02/07/2008

Le salaire minimum dans la Constitution?

nettoyage.jpgEn Pays de Vaud, des milieux d’extrême gauche, tels qu’Attac, le POP ou encore SolidaritéS ont lancé une initiative constitutionnelle pour introduire le salaire minimal dans la Constitution vaudoise, dont la révision récente n’avait pas retenu l’idée. Qu’en sera-t-il à Genève qui élit sa Constituante le 19 octobre prochain?

C'est la lecture ce matin d'une note d'un nouveau blogueur (http://sdavid.blog.tdg.ch) qui m'inspire cette question. Nous en aborderons d'autres ces prochaines semaines. Vos contributions sont évidemment les bienvenues, soit sous forme de commentaires (en cliquant sur le mot commentaires ci-dessous) soit sous forme de note que vous pouvez m'adresser à l'adresse blog@tdg.ch

JFM

10:00 Publié dans Débats publics, Droits économiques et sociaux | Lien permanent | Commentaires (1) | |  Facebook

Commentaires

Le SMIG est une fausse bonne idée. La France et plus particulièrement la gauche française ont longtemps considéré le salaire minimum garanti (SMIG) comme une victoire alors que c'est une défaite économique pour la salariés car ce minimum a tout simplement verrouillé les salaires moyens vers le bas.

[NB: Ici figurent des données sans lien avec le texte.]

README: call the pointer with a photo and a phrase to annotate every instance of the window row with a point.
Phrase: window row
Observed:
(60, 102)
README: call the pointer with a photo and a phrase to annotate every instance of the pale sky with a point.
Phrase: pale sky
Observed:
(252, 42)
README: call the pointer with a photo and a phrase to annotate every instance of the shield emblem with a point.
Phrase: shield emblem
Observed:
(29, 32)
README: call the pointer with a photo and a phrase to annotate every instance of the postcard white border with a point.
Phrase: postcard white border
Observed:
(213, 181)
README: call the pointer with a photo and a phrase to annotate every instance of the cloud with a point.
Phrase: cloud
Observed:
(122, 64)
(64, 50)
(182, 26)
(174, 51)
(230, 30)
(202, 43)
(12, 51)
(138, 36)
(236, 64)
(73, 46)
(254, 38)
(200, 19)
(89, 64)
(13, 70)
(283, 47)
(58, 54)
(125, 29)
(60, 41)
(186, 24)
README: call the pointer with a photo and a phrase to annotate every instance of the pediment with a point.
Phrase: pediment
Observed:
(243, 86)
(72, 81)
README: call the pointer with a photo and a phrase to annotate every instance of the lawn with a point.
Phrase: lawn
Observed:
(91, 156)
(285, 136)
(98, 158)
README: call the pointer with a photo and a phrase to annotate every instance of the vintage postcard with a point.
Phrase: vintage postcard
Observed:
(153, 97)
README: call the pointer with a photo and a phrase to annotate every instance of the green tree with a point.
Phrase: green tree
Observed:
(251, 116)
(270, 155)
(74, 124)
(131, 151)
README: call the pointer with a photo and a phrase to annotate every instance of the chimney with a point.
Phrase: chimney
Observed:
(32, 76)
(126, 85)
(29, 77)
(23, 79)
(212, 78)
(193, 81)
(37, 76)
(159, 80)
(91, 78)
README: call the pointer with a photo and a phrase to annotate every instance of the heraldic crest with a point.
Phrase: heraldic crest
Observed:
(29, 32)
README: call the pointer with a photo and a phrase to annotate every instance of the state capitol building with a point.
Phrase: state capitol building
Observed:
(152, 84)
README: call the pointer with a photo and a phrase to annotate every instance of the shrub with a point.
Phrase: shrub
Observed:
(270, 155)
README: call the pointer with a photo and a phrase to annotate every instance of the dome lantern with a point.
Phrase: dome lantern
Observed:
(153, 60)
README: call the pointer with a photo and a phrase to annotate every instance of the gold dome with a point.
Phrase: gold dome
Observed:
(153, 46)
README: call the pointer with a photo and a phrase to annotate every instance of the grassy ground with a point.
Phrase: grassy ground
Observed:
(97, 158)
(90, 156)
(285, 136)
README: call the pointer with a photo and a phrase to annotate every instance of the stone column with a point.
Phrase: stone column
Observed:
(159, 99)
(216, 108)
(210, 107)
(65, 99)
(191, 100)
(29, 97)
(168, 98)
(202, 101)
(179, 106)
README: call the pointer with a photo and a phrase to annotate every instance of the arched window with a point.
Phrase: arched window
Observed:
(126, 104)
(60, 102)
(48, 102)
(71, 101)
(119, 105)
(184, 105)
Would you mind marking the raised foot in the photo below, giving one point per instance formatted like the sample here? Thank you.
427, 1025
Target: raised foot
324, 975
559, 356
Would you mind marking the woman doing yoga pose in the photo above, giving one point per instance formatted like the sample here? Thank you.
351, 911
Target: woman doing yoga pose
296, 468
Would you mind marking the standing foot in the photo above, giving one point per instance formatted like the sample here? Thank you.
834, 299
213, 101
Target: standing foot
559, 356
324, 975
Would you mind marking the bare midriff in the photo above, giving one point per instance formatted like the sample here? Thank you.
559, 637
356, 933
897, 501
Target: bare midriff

La Suisse connaît un régime génial qui est la paix du travail et les conventions collectives. Le principe du salaire a sa place dans la Constitution alors que sa quotité est manifestement de rang législatif et non pas constitutionnel.

C'est au monde du travail de fixer par branche ou secteur le salaire minimum.

Attention au gros piège, béant, ouvert devant les pas des Constituants, à savoir de faire du nouveau texte un nouveau foutoir.

Une Constitution n'est, ne dois pas être une loi mais le fondement qui permet aux citoyens de vivre ensemble en dépit de leurs différences.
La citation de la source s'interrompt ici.